“Where they directly report is less of an issue than where they indirectly report. The CISO should always have the opportunity to and be encouraged to meet with the executive team and have their voice heard by the board.”
Tim Brown is the CISO at SolarWinds in the USA, responsible for overseeing internal IT security, product security, and security strategy. Tim led the remediation efforts after the December 2020 sunburst attack. Tim has over 25 years of experience and holds trusted advisor status which has led to him taking meetings with members of Congress and the Senate to the Situation Room in the White House. In addition, he is an inventor and holds 18 issued patents on security-related topics.
Samir Aliyev, CEO and Founder of the Swiss Cyber Institute has been talking with Tim Brown. In this interview, Samir has been discussing with Tim about the visibility of a CISO and how it often boils down to how much a business values security. Among many questions, Samir asks how important is it for a CISO to have a seat on the board and does it matter who a CISO reports to.
Many organizations have experienced cyberattacks on their software supply chains leading to the CISO being fired as someone must be held accountable. You’re still VP and CISO at SolarWinds, so that didn’t happen to you?
Correct. I have been with SolarWinds for six years and have led security pre and post the sunburst incident. When our CEO was asked why they did not fire me, he said if he needed to hire a CISO he would have hired me. The skills necessary to manage a global incident are very different from managing internal security. I happened to have global experience and was prepared to help in our response and recovery. If I did not have these skills, it may have been necessary to replace me.
Many CISOs see their role as a blend of both technology and business. How do you see the CISO’s role evolving so that they can keep up with or ahead of the threat landscape?
The balance between technology and business is critical. There are always trade-offs on prioritization and managing risk. The CISO must evolve to be a Risk Executive, they need to understand business, regulations and the adapting threat landscape to help the company make appropriate decisions.
Common ways to assess the value of a senior executive to an organization’s business is to look at any identified impact they have had on the top and bottom line. How should an organisation measure the value of a CISO?
The CISO organization should attempt to add value across the organization. They should support the business while protecting it. They should help drive business in a secure fashion while limiting risk.
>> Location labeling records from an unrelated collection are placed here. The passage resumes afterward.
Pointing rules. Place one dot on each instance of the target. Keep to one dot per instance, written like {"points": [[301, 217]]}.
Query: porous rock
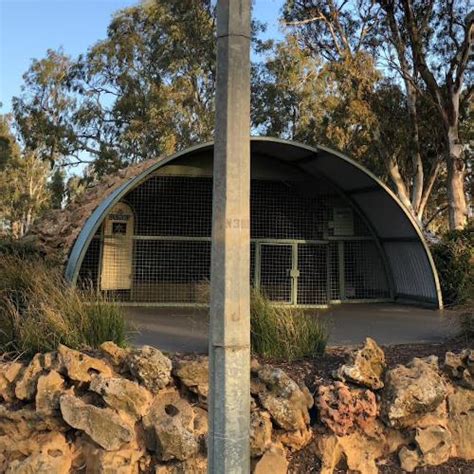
{"points": [[169, 427], [26, 421], [49, 389], [9, 371], [287, 403], [80, 367], [343, 409], [25, 387], [460, 367], [150, 367], [102, 425], [365, 366], [273, 461], [122, 394], [411, 391], [461, 422], [33, 446], [115, 354], [194, 375], [260, 432]]}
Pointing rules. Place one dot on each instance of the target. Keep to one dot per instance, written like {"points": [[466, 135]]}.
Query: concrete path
{"points": [[185, 329]]}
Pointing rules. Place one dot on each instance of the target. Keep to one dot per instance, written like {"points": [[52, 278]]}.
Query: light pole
{"points": [[229, 332]]}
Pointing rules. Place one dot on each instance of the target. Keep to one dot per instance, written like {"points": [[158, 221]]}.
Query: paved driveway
{"points": [[185, 329]]}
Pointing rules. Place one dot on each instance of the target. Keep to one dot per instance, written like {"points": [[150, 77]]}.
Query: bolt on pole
{"points": [[229, 331]]}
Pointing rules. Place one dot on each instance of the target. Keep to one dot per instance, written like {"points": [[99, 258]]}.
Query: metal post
{"points": [[229, 332]]}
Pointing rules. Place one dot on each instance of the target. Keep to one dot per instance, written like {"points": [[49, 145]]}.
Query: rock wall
{"points": [[136, 410]]}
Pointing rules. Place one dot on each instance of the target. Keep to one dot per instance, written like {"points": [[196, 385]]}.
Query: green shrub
{"points": [[39, 310], [283, 332], [454, 259]]}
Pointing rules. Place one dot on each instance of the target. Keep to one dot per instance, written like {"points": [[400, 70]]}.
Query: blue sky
{"points": [[29, 27]]}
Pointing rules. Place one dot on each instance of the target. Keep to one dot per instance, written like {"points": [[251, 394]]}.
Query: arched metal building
{"points": [[323, 230]]}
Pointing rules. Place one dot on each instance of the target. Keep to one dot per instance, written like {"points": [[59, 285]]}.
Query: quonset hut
{"points": [[323, 230]]}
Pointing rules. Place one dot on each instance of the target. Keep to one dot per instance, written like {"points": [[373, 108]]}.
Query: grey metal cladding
{"points": [[411, 265]]}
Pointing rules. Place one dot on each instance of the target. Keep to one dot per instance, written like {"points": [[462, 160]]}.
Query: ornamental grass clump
{"points": [[283, 332], [39, 310]]}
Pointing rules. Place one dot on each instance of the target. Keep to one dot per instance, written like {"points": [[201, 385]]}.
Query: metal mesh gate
{"points": [[308, 245]]}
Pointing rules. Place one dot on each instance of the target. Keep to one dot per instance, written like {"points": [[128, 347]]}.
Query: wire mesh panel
{"points": [[171, 271], [312, 280], [297, 232], [364, 272], [275, 272]]}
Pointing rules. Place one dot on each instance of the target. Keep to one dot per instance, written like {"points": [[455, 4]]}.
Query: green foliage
{"points": [[454, 259], [39, 310], [283, 332], [466, 323]]}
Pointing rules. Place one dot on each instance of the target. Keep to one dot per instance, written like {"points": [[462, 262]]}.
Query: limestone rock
{"points": [[294, 440], [343, 409], [33, 445], [49, 389], [200, 428], [194, 375], [122, 394], [9, 371], [41, 463], [365, 366], [150, 367], [412, 391], [81, 367], [461, 422], [460, 367], [260, 432], [168, 427], [273, 461], [281, 396], [409, 459], [362, 452], [25, 421], [434, 444], [102, 425], [125, 461], [432, 448], [195, 465], [329, 452], [25, 387], [115, 354]]}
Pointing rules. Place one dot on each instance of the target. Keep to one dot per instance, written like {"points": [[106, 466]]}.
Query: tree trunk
{"points": [[456, 171]]}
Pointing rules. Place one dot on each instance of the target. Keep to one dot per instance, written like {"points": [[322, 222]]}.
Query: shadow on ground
{"points": [[185, 329]]}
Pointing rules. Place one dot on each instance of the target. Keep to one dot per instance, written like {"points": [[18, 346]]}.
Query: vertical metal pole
{"points": [[229, 341]]}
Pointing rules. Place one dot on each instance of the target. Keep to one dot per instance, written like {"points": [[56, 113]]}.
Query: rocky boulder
{"points": [[433, 447], [9, 371], [365, 366], [260, 432], [461, 422], [169, 427], [343, 409], [80, 367], [460, 367], [273, 461], [102, 425], [412, 391], [150, 367], [122, 394], [287, 403], [49, 389], [194, 375]]}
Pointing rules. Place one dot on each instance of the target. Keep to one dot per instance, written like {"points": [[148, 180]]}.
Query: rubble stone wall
{"points": [[137, 410]]}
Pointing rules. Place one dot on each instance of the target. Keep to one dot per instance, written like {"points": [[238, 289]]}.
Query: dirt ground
{"points": [[317, 371]]}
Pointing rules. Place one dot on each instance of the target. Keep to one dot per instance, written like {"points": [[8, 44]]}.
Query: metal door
{"points": [[313, 274], [276, 272]]}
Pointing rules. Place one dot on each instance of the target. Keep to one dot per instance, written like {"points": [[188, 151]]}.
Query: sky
{"points": [[29, 27]]}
The visibility of a CISO often boils down to how much the business values security. How important is it for a CISO to have a seat on the board and does it matter who a CISO reports to?
It is important that the CISOs voice is heard by the executive team and the board. Where they directly report is less of an issue than where they indirectly report. The CISO should always have the opportunity to and be encouraged to meet with the executive team and have their voice heard by the board.
What are the key steps an organisation should take to ensure that it is well prepared to effectively respond to and recover from a potential cyber-attack, and how should one prioritise and allocate resources towards achieving and maintaining an effective state of cyber resilience?
Really two different questions. How to prepare for a potential cyber-attack? Put your plans in place, have appropriate documentation, test the approach, insure everyone that is involved knows their role.
Maintaining an effective state of cyber resilience is dependent on the business and its risk appetite. Understanding the risk that the business faces will help define what is effective.
In your opinion, what is the most overrated trend and/or technology in cybersecurity and why?
The security industry is constantly evolving with new threats and new solutions. We have shiny new toys and then we have basics that are boring and have been around for many years. It is very important to have a foundation of the basics (Identity, limiting attack aperture, Endpoint, Network, Data protection) and then utilize the new technologies to fill gaps and make us more efficient
The nature of recent cyberthreats has tended to focus on business disruption and reputational damage. Is this what you have experienced and if so, how does this impact your organisation?
One of the reasons cyberthreats have tended to focus on ransomware with business disruption is because it is a simpler model for the threat actors to monetize. The world continues to see this model growing with larger targets for business disruption and larger monetary gains for the threat actors
Amongst many challenges, CISOs are up against talent shortage and staff retention in the field of cybersecurity. What do you consider CISOs should do to identify and develop a diverse talent pool to meet an organization’s needs?
Think about diversity in the team. Not everyone needs to be a red team expert or a threat hunter. We need great organizers, great program managers, great trainers. There are many jobs in the security area that can be trained for or hired from different parts of an organization.
What do you look forward to most at this year’s Global Cyber Conference?
I’m looking forward to meeting people with a diverse background and regional challenges. Discussing innovative solutions and learning from others.